A mussel farm in Bulgaria that received EU funding may not exist at all, European prosecutors said on October 20, after an underwater inspection found only sand where the farm was supposed to be.
The case shows how EU money can be stolen with fake documents and little oversight, wasting public funds and harming trust in EU programmes meant to support real local projects.
This particular project, approved in July 2020, was meant to grow black mussels in the Black Sea, southeast of Cape Emine in the Burgas region. It received €280,230, mostly from the European Maritime and Fisheries Fund, with the rest coming from Bulgaria’s national budget.

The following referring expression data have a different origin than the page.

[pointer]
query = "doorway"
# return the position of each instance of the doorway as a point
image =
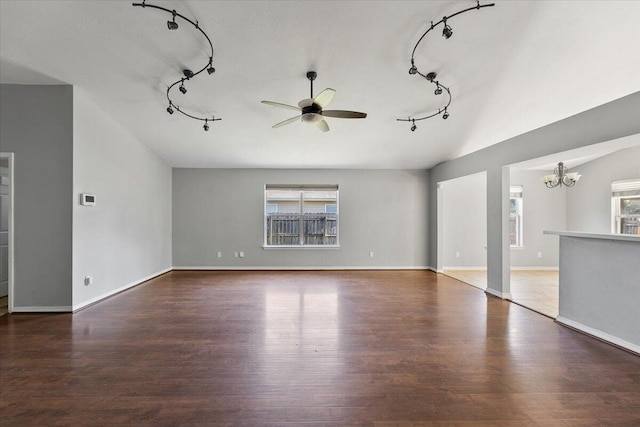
(462, 229)
(6, 235)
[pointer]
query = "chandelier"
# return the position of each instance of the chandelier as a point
(560, 177)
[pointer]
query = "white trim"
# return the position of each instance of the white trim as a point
(502, 295)
(43, 309)
(635, 348)
(112, 292)
(11, 263)
(302, 268)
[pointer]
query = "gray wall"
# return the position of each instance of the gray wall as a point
(465, 222)
(544, 209)
(607, 122)
(589, 202)
(384, 211)
(36, 123)
(126, 236)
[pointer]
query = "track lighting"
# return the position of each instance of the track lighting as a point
(188, 74)
(413, 69)
(447, 32)
(440, 89)
(173, 25)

But a recent inspection by the European Public Prosecutor’s Office (EPPO), using drones and divers, found no signs of mussel farming equipment such as ropes, chains or pipes on the 240,000 square metre site — just sand. Only three surface buoys were found, and they were not connected.
“The underwater footage revealed no farm infrastructure,” the EPPO said in a statement.
Earlier checks in 2021 had already raised questions. Inspectors found boundary markers but said they couldn’t confirm the farm's existence due to lack of underwater equipment. A scientific expert listed as the author of the farm’s technical plan also denied being involved, according to the EPPO.
The project was declared operational in July 2021, two months before its final deadline.
The investigation is ongoing, with support from Bulgarian police. No charges have been filed, and all those involved are presumed innocent unless proven guilty.